I will tell the House of one patient I heard about from a colleague of mine at Imperial College only a couple of weeks ago. This woman has now reached just beyond the 24-week limit and there is a question whether the child has hydrocephalus. The woman does not want to terminate the pregnancy but dreads the thought that she is going to have a baby that might have the most serious cranial defects. The advice that we gave, after great difficulty and a lot of discussion, is to wait to see how the pregnancy develops, because some of these babies do not end up with severe deformity, while others have a monstrous head that cannot even be delivered through the birth canal. The solution is to do some kind of horrific delivery with an operation on the foetus at term—in a woman who is now anaesthetised—or to do a caesarean section.

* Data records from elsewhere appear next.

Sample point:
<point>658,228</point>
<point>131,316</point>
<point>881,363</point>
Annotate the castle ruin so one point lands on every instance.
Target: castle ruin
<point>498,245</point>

We have to understand that this is not a simple matter of just obstetrics and medicine solving everything.
One or two noble Lords talked about the word “probability”. I would have thought it pretty obvious what that meant. We have a definition of the perinatal period, which is what I am referring to. That would normally be defined as the first month after birth, but if noble Lords feel that it should be the first week, which is why I did not define it, I would be happy to accept that in the amendment. That perhaps should be considered. But these things are defined: death before delivery is quite clear, death during delivery is quite clear and I would argue that death in the first stage of the perinatal period is also perfectly clear. I have no problem with any of the issues about it being shortly afterwards.

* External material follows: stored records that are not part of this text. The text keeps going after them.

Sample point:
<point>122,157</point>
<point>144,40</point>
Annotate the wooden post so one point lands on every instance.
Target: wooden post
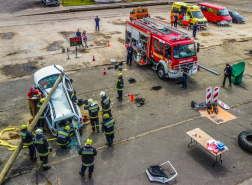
<point>30,128</point>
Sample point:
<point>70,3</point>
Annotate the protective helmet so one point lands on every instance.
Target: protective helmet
<point>89,142</point>
<point>42,100</point>
<point>90,101</point>
<point>67,128</point>
<point>39,132</point>
<point>24,126</point>
<point>102,94</point>
<point>106,116</point>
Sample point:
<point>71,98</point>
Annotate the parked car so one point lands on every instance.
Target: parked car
<point>236,17</point>
<point>60,109</point>
<point>51,2</point>
<point>215,13</point>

As for a serious abnormality, let us just look at the Abortion Act as it is written. As it stands, it is full of these rather gentle allusions and is very carefully worded. The noble Lord used the word “insensitive”. I find that truly astonishing, because with the best of faith I do not feel that I am insensitive. I do a huge amount of outreach in schools. The noble Lord may not realise, but much of that outreach is in schools with children who are severely disabled. I go into those schools regularly because I feel so strongly about disability rights. I do not feel prepared to have the finger pointed at me saying that I am not trying to do my best, in a small way, for a society where disabilities occur.
Claus 1(1)(a) of the Abortion Act refers to the situation where,
“the pregnancy has not exceeded its twenty-fourth week and … the continuance of the pregnancy would involve risk, greater than if the pregnancy were terminated”.

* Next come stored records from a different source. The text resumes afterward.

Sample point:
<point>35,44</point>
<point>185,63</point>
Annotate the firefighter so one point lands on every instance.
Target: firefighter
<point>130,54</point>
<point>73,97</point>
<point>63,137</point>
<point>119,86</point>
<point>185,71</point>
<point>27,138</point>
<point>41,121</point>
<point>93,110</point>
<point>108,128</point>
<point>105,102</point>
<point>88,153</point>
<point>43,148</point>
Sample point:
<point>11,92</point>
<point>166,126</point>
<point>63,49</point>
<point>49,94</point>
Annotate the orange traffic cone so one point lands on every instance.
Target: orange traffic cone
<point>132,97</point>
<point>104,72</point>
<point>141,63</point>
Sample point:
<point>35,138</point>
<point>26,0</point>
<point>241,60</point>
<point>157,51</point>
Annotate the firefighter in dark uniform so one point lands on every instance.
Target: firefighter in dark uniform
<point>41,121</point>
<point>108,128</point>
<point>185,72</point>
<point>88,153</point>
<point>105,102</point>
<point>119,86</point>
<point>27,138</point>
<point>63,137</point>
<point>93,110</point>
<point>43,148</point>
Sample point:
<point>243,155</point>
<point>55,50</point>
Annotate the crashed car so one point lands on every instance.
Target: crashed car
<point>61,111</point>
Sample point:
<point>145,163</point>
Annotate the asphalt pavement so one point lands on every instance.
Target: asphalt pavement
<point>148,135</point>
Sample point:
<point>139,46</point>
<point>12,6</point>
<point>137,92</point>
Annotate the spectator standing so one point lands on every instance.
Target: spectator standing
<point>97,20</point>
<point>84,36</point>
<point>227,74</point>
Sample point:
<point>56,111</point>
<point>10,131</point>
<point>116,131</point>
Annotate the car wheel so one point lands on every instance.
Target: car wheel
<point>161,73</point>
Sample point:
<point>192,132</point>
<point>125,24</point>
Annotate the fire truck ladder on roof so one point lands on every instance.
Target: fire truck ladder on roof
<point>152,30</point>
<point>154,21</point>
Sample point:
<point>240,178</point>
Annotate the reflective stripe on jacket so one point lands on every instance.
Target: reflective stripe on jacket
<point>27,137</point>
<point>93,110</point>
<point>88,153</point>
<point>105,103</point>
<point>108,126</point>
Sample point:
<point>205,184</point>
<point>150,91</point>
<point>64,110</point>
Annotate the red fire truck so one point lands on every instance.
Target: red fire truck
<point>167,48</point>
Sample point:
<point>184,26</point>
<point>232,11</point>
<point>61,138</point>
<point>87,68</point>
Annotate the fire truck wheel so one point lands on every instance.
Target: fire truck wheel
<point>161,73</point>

That is a judgment; it is not an absolute. We cannot say exactly what the risks might be. No doctor can say for certain that a termination of pregnancy will be safe. Terminations can occasionally result in the death of the individual, completely surprisingly. I have seen people haemorrhage profusely after termination, which is not always easy to recognise and document. One has to say that we make a judgment—that was my point about the ethical considerations in trying to do good rather than harm. I was hoping that that would be understood in this amendment.
However, I have listened carefully to your Lordships and do not want to prolong this debate any further. I am concerned of course about the women of Northern Ireland, who do not have equality with women in the rest of Britain. I feel that there is a question of discrimination, but for the moment I beg leave to withdraw the amendment.